Ministry of Education, Science and Youth of Canton Sarajevo, in July this year, issued a Warning on the dress code for taking the driving license exam. With the warning, based on previous experience, the Ministry orders that the candidate for driver’s license should, during the exam in knowledge of traffic regulations/first aid/driving a motor vehicle, be properly and neatly dressed.

The warning specifies inappropriate clothes for both women and men, such as shorts and skirts too short, too open T-shirts and shoes.

The decision makes possible to disable access to the driving exam to people who wouldn’t stick to the dress code.

The Ministry’s decision aims at norming and equalizing appearances during one of the public acts, as is the driving test, and, in that sense, it is understandable and acceptable.
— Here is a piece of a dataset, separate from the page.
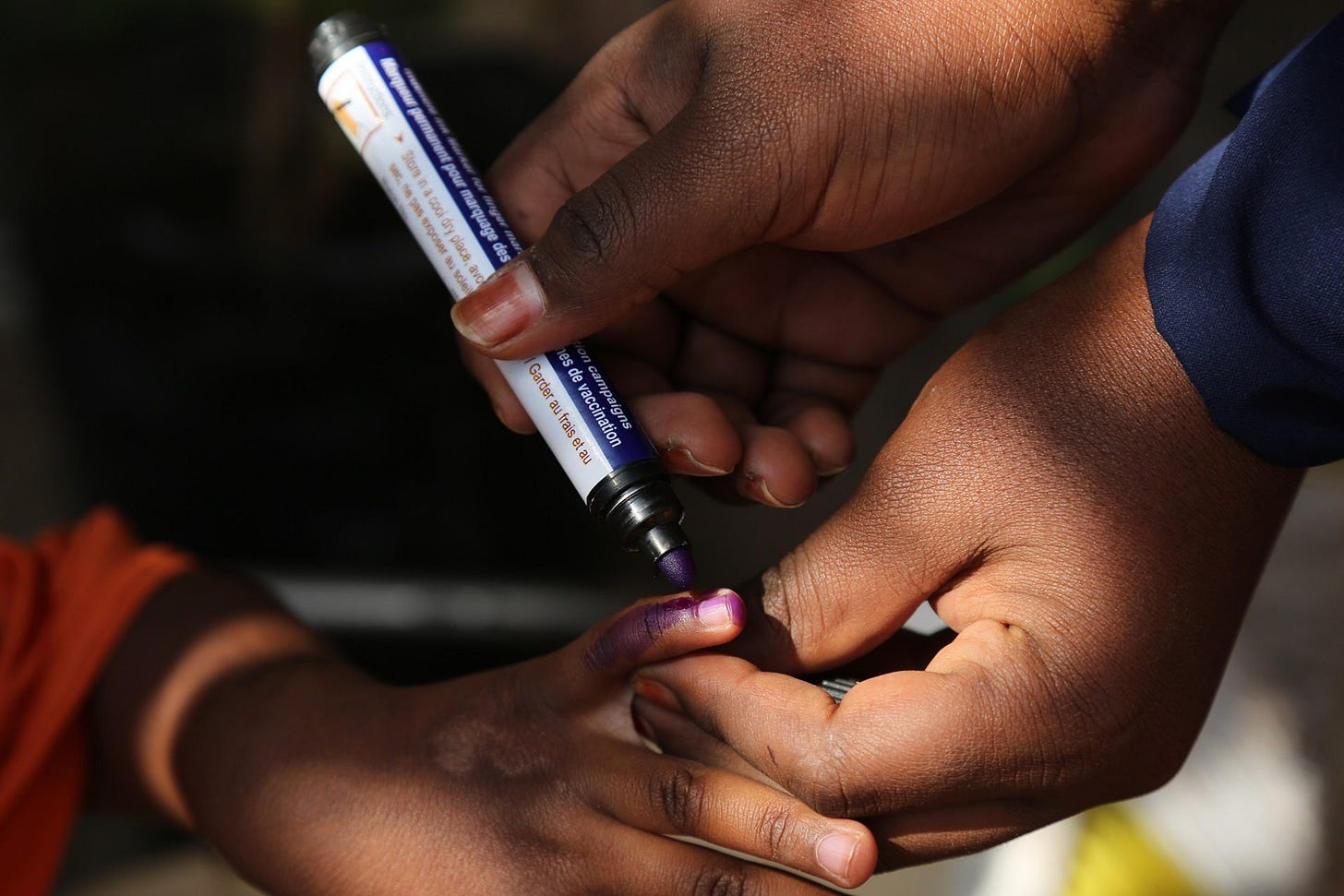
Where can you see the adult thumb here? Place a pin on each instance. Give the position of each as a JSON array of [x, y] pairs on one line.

What concerns the most and to what we want to point are the comments to the article that the media web portal Klix published on 10 September 2017, to transfer this news. A large amount of comments is directed towards women, mostly hate speech and sexisms, where women are defined as whores, stupid, nice legs, prettier population, by which, using offensive terms, they are considered incapable of driving and, of course, weaker than men, so this Ministry’s decision is being justified through disqualifying women and insinuating that their way of getting the driver’s license is via body and way of dressing, and not via the knowledge they present. We put some of the comments here (in B/C/S language).
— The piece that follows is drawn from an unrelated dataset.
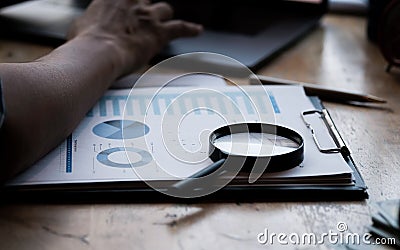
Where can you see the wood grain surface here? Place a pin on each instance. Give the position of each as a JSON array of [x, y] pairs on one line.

It is really devastating that in the public space (on the Internet) this kind of hate speech and spreading of harmful stereotypes and attitudes towards women is present, as well as incitement to discrimination and violence. These cases clearly show how necessary it is to regulate and prohibit incitement to hatred, violence and discrimination of any social group, by criminal codes of BiH, entities and Brčko District, on any ground, especially on the ground of gender, which is not the case at the moment, and no one who violated women’s human rights in these comments wouldn’t be sanctioned for their acts. Violence against women, physical, sexual, psychological and verbal, is a big issue in BH society and it is necessary to take action to prohibit its incitement, and for the state and entities to clearly stand in protection of its citizens from inequality, discrimination and violence.